Mr. Justice VAN DEVANTER delivered the opinion of the Court.
These two cases are practically but one. The matter in controversy is the constitutional validity of an order of the Public Service Commission of Pennsylvania requiring the People’s Natural Gas Company to continue its prior practice of supplying natural gas to another company at Johnstown for sale to consumers in that city. On successive appeals to the Superior Court and the Supreme Court of the state the People’s Company challenged the order as directly regulating and burdening interstate commerce and depriving the company of property without due process of law in violation of constitutional restraints on state action; but both contentions were overruled and the order was sustained. 79 Pa. Super. Ct. 560; 123 A. ,799, 279 Pa. 252. On these writs of error the company relies only on the contention that the order is a forbidden interference with interstate commerce.

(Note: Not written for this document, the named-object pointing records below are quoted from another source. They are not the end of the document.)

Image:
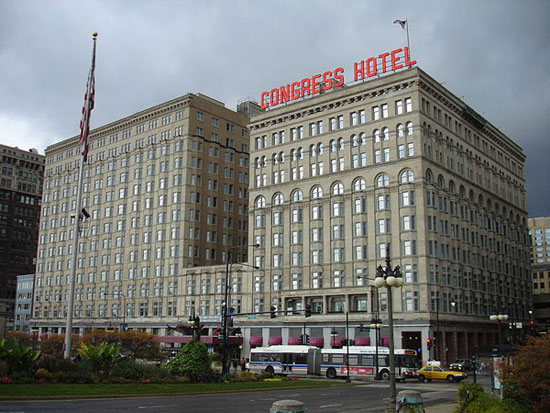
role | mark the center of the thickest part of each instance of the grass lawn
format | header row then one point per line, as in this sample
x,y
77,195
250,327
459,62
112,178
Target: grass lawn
x,y
28,391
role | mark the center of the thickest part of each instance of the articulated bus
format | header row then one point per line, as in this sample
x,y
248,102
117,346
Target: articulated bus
x,y
309,360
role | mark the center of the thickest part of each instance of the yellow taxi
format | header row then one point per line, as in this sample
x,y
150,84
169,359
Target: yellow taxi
x,y
437,373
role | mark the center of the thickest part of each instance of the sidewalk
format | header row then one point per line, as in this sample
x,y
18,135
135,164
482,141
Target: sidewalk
x,y
441,408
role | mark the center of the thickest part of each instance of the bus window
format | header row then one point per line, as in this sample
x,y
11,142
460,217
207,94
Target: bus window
x,y
337,359
367,360
354,360
300,358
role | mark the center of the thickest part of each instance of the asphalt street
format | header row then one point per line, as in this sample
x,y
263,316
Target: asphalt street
x,y
359,397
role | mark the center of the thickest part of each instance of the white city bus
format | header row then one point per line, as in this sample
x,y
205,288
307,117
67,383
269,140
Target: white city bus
x,y
296,360
303,360
362,362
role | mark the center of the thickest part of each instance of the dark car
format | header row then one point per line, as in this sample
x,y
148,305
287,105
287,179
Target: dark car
x,y
461,365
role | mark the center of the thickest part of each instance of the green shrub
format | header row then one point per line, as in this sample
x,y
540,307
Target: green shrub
x,y
43,374
133,371
19,359
100,357
193,362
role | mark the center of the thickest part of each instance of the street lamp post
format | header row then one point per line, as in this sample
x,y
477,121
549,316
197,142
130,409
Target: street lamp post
x,y
390,278
225,361
499,317
376,323
436,341
347,349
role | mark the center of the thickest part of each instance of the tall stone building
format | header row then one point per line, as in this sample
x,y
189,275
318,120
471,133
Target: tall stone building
x,y
21,178
165,189
539,231
397,164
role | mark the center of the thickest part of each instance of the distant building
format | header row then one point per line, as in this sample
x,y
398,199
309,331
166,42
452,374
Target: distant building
x,y
395,163
166,189
21,179
23,302
539,231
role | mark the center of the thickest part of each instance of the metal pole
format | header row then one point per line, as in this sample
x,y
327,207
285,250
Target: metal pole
x,y
225,369
436,346
393,391
347,349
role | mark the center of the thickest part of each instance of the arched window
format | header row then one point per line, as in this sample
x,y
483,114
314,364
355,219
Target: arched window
x,y
429,176
452,188
297,195
317,192
260,202
400,130
338,188
407,176
312,150
386,133
320,148
359,185
278,199
382,180
409,128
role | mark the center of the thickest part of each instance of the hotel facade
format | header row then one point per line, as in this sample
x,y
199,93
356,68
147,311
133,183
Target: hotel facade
x,y
165,189
21,179
397,165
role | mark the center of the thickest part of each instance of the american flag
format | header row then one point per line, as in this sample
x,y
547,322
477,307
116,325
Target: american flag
x,y
401,22
87,108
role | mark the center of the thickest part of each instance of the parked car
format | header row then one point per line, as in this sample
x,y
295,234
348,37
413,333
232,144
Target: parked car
x,y
437,373
461,365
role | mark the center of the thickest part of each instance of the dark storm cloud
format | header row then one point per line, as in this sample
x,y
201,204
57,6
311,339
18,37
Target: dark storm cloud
x,y
493,54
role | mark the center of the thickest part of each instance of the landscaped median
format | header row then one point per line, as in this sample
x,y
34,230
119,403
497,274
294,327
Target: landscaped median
x,y
58,390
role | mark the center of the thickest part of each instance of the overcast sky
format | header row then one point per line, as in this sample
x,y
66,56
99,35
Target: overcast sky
x,y
495,54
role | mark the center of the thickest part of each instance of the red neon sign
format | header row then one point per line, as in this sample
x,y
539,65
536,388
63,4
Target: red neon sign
x,y
310,86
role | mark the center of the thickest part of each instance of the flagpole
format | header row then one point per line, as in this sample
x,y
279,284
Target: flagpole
x,y
408,44
84,126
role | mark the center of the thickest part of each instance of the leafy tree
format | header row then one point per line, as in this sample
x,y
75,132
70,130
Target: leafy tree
x,y
97,337
193,362
100,357
527,379
139,345
17,358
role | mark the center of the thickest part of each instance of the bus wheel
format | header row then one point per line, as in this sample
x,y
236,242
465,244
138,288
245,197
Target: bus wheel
x,y
331,373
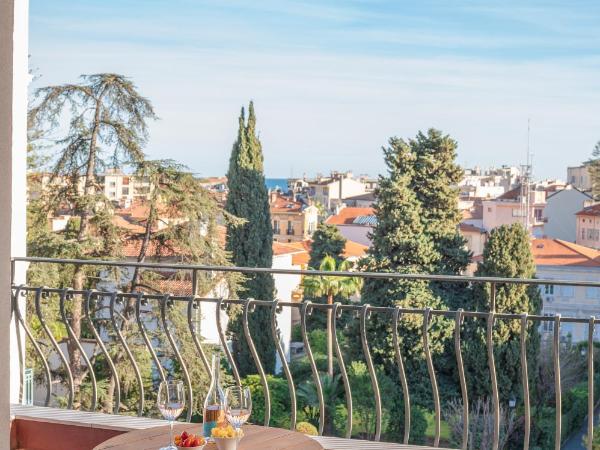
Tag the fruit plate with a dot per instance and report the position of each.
(227, 443)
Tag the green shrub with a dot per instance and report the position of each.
(280, 400)
(307, 428)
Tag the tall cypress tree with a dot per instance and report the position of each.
(250, 244)
(507, 253)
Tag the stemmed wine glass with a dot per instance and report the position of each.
(171, 400)
(238, 405)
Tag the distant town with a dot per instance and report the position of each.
(561, 216)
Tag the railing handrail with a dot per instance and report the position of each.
(373, 275)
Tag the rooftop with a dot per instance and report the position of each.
(282, 204)
(556, 252)
(351, 216)
(593, 210)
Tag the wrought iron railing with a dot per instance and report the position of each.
(363, 312)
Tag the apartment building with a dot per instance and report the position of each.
(560, 260)
(579, 177)
(512, 207)
(475, 239)
(123, 188)
(331, 191)
(293, 221)
(588, 226)
(560, 213)
(354, 223)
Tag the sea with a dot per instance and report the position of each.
(276, 183)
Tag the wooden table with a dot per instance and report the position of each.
(255, 438)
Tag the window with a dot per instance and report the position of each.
(567, 291)
(592, 293)
(548, 325)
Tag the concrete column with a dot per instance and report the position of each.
(14, 79)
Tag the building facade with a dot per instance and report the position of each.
(355, 224)
(561, 260)
(513, 207)
(293, 221)
(560, 213)
(579, 177)
(331, 191)
(588, 226)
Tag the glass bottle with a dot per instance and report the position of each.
(214, 404)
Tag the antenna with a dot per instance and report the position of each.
(526, 181)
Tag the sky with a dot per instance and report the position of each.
(332, 81)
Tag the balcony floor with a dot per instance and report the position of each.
(97, 427)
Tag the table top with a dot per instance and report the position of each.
(255, 438)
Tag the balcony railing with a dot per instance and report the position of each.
(49, 297)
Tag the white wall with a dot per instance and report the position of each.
(13, 141)
(570, 301)
(284, 285)
(560, 212)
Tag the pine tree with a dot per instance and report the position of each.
(106, 122)
(400, 244)
(593, 165)
(507, 253)
(435, 183)
(327, 241)
(250, 244)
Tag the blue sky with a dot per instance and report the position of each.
(333, 80)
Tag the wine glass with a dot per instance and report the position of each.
(238, 405)
(171, 400)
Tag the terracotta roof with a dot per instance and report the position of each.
(283, 204)
(556, 252)
(286, 248)
(354, 249)
(125, 224)
(513, 194)
(467, 227)
(368, 196)
(593, 210)
(348, 215)
(300, 251)
(131, 249)
(476, 212)
(168, 286)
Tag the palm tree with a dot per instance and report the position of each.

The People’s Company is a public service corporation created under the laws of Pennsylvania, and engaged in producing, purchasing, transporting by pipe line, and selling natural gas. It purchases about two-thirds of the gas which it transports and sells from a producing company in West Virginia having pipe lines leading from wells in that state to the boundary between the two states, and it produces the other one-third from its own wells in the southwestern counties of Pennsylvania. It has a system of pipe lines in Pennsylvania, which is connected at the state boundary with the lines of the West Virginia company, and leads thence to Pittsburgh, Johnstown, and other Pennsylvania cities and boroughs, where it sells the gas. The gas coming from West Virginia is transported, through the pipe lines as connected at the state boundary, in a continuous stream from the places of production in one state to those of consumption in the other. At the state boundary that gas passes through a registering meter, and that point is treated as the place of delivery to the People’s Company; but the transportation is not interrupted there. The gas from the company’s wells in Pennsylvania is fed into the moving stream at different points after it crosses the state boundary. The movement of the stream towards the points of destination is accelerated by means of pumps in Pennsylvania-one near the state line and one remote from it.

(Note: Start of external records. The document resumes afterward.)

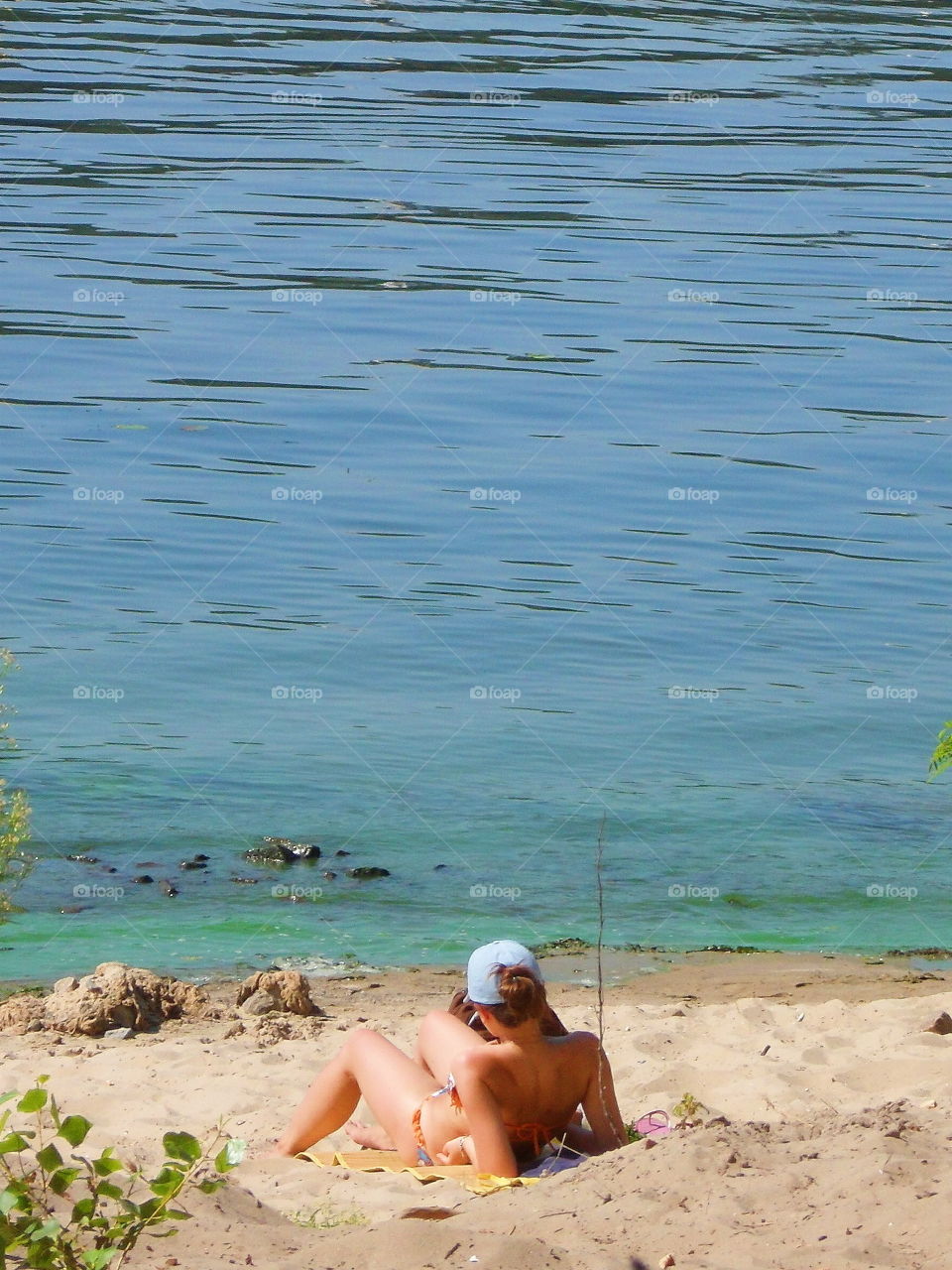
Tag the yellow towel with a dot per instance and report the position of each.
(390, 1162)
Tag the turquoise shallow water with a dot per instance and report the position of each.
(426, 430)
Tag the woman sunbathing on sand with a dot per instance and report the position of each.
(492, 1103)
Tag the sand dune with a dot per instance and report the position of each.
(825, 1141)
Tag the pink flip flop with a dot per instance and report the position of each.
(655, 1124)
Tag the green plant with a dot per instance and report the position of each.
(942, 754)
(688, 1110)
(14, 813)
(44, 1222)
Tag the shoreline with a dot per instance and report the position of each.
(823, 1138)
(703, 974)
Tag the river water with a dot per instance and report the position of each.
(430, 430)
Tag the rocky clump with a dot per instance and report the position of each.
(277, 991)
(113, 996)
(282, 851)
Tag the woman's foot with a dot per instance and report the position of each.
(368, 1135)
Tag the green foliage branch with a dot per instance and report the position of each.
(87, 1213)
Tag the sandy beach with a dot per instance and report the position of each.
(824, 1143)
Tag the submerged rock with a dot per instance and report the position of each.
(282, 851)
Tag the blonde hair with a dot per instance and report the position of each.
(524, 996)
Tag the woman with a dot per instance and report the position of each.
(493, 1103)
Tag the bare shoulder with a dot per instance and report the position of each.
(587, 1043)
(475, 1062)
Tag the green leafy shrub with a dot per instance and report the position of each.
(85, 1214)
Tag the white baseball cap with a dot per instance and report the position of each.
(483, 970)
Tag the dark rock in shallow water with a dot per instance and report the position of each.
(282, 851)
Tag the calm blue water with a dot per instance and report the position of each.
(428, 429)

The People’s Company sells directly to consumers at the several places of consumption. other than Johnstown, and there it sells to an independent company, having a local franchise and distributing plant, which sells to consumers. For upwards of 10 years the gas sold to that company was supplied under a contract, but when the order in question was made the People’s Company had exercised a reserved privilege of terminating the contract; and the commission, in making the order, proceeded on the theory that the People’s Company is a public service corporation, and may be required, irrespective of the terms of the contract, to continue supplying gas to the local company, and thus to continue its indirect service to Johnstown consumers. The order does not fix the rate for this service, but contemplates that it shall be fixed primarily by a schedule to be filed by the People’s Company and shall be subject to supervision by the commission as respects its reasonableness.

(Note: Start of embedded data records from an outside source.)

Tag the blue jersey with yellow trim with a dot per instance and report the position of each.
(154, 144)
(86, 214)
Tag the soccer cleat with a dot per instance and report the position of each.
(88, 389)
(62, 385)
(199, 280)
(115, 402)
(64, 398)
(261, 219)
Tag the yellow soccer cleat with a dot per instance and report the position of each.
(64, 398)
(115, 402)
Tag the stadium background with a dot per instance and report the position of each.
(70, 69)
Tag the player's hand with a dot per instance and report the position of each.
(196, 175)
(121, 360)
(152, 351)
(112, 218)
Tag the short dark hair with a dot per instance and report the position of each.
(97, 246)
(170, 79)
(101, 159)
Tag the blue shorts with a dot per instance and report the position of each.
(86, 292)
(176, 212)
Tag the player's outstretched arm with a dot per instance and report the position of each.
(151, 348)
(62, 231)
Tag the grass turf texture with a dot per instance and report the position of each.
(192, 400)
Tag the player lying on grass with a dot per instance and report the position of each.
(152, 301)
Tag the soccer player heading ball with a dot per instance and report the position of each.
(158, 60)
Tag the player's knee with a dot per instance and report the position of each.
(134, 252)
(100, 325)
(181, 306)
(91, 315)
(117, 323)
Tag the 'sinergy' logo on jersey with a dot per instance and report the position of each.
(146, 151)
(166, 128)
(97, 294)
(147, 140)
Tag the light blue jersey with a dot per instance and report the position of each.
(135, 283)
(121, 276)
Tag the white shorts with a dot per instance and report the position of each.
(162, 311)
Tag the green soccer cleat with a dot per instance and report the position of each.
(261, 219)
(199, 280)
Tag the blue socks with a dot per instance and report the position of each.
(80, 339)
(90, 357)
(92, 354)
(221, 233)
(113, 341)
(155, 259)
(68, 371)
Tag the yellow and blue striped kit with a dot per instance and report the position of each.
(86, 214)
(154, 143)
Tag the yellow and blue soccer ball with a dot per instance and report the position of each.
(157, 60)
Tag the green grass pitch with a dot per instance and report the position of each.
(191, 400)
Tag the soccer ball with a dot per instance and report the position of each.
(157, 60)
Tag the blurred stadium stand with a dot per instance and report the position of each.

In the state courts the cases had many features which are immaterial here and need not be noticed.
The Supreme Court of the state, in overruling the contention that the order is a forbidden interference with interstate commerce, put its decision on two grounds: First, that no interstate commerce is involved; and, secondly, that if such commerce is involved the order is not a forbidden interference, but an admissible exertion of power, which exists in the state in the absence of regulation by Congress under its paramount power. The first ground of decision was based on two conclusions: One that, as the West Virginia gas is delivered at the state boundary and the title passes there, interstate commerce therein ends at that boundary and the further transportation and sale in Pannsylvania are in intrastate commerce; and the other that the gas produced in Pennsylvania and there fed into the pipe lines is more than sufficient to enable the company to comply with the order, and that when the order is construed in the light of this situation it does not require that any West Virginia gas be used in complying with it. Both conclusions are earnestly challenged by the People’s Company-the former as de parting from the decisions of this court respecting the nature of transactions is natural gas transported from one state to another, and the other as without an adequate basis in the evidence and treating the Pennsylvania gas, after it is unavoidably commingled with that from West Virginia, as being separable and having a distinct status.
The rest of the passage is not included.